Louvre Accord

The Louvre Accord was signed in Paris on 22 February 1987 between the representatives of the G6 (France, West Germany, Japan, USA, UK and Canada ). Objective of the agreement was to stabilize exchange rates within defined target zones to avoid speculative excesses and related global economic dangers. In particular, since 1985, sustained as a result of the Plaza Accord depreciation of the U.S. dollar against the other currencies should be stopped.

Goals and Objectives

In the medium term degradation of the twin deficits of the United States should be achieved by the Agreement. The United States reaffirmed its intention to reduce its budget deficit, while the remaining participants should work towards a balance of trade deficit by fiscal measures (in particular raise interest rates and lower protectionist trade restrictions ).

The exact target zone exchange rates were recorded in an Additional Protocol, which was never published, so as not to give investors the opportunity to speculate against these exchange rates. It is believed that the targeted rate of the dollar should not vary by more than 5% to DM 1,825 or 153.50 yen.

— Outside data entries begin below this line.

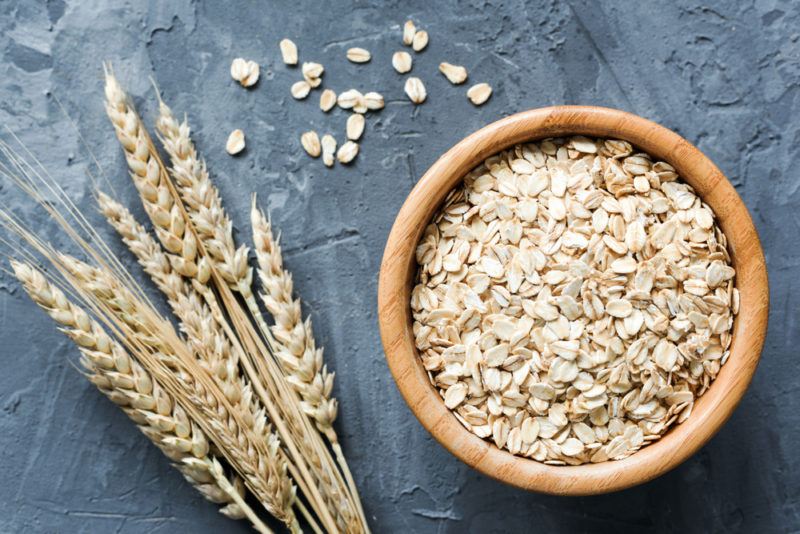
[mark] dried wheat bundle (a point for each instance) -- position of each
(239, 399)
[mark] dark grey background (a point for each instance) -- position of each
(726, 75)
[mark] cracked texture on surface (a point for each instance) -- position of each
(725, 75)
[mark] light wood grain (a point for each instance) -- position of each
(710, 412)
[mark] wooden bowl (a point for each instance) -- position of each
(710, 411)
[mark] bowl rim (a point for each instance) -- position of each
(710, 411)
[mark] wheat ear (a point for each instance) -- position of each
(151, 178)
(214, 229)
(203, 331)
(296, 349)
(111, 369)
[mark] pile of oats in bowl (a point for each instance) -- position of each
(573, 299)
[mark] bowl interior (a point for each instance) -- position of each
(710, 411)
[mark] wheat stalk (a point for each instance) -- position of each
(205, 218)
(297, 352)
(204, 332)
(151, 179)
(214, 228)
(111, 369)
(296, 349)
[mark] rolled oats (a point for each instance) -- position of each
(573, 299)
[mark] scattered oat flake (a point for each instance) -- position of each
(245, 72)
(300, 89)
(455, 73)
(328, 150)
(347, 152)
(235, 143)
(420, 41)
(401, 61)
(349, 99)
(479, 93)
(288, 51)
(415, 90)
(327, 99)
(408, 33)
(358, 55)
(355, 126)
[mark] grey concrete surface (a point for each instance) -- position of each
(726, 75)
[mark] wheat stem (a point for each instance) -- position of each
(111, 369)
(296, 350)
(203, 330)
(171, 361)
(214, 229)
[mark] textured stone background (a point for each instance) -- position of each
(726, 75)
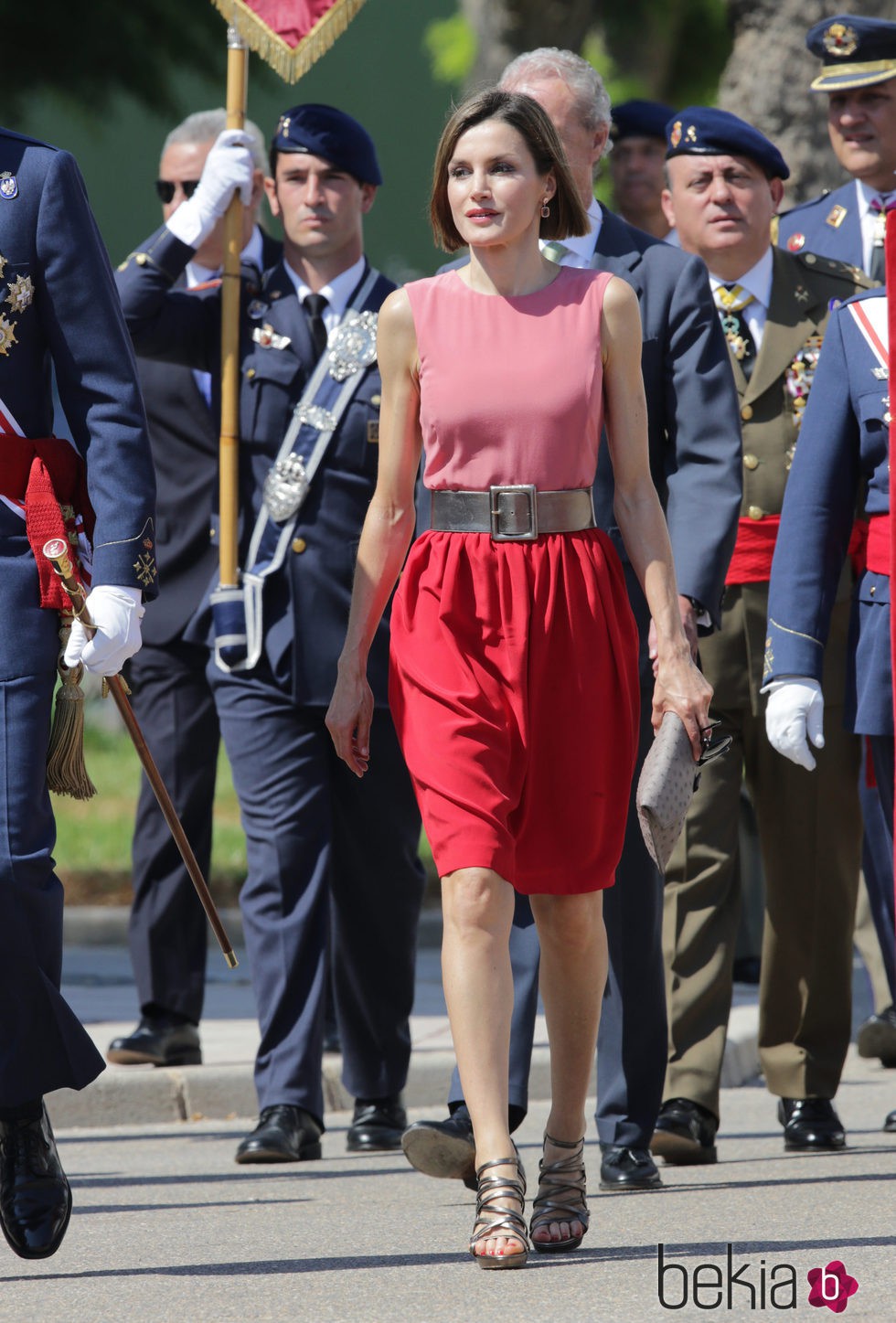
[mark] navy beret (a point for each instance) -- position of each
(855, 52)
(331, 133)
(639, 119)
(706, 131)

Participants committed in the Agreement, several times a year to hold meetings, there to advise the exchange rate development and to coordinate their actions influence it.

Follow

In the months after the signing succeeded initially to stabilize the dollar. However, the end of September 1987 increased the short-term interest rates in Germany. Shortly afterwards appeared from the trade data of August that the U.S. trade deficit was only slightly decreased, interest rates rose across all maturities in the USA. Subsequently, the then U.S. Treasury Secretary James Baker expressed his displeasure over the development in Germany and held the German Government before, not to adhere to the conditions of the agreement. Rumors in the media have been raised that the target zone must be reduced for the U.S. dollar, or would even break apart the cooperation between the G7 countries. The international dispute intensified the uncertainty in the currency markets, and the dollar depreciated 16-17. October abruptly to 1.77 DM. On October 18, Baker finally announced in the New York Times, its intention to support the falling dollar no further. These currency fluctuations are used as a reason for the stock market crash of October 19, 1987 saw the became known as "Black Monday " in the story.

Also, the further appreciation of the yen, which contributed decisively to the resulting bubble economy in Japan, could not be stopped by the Louvre Accord.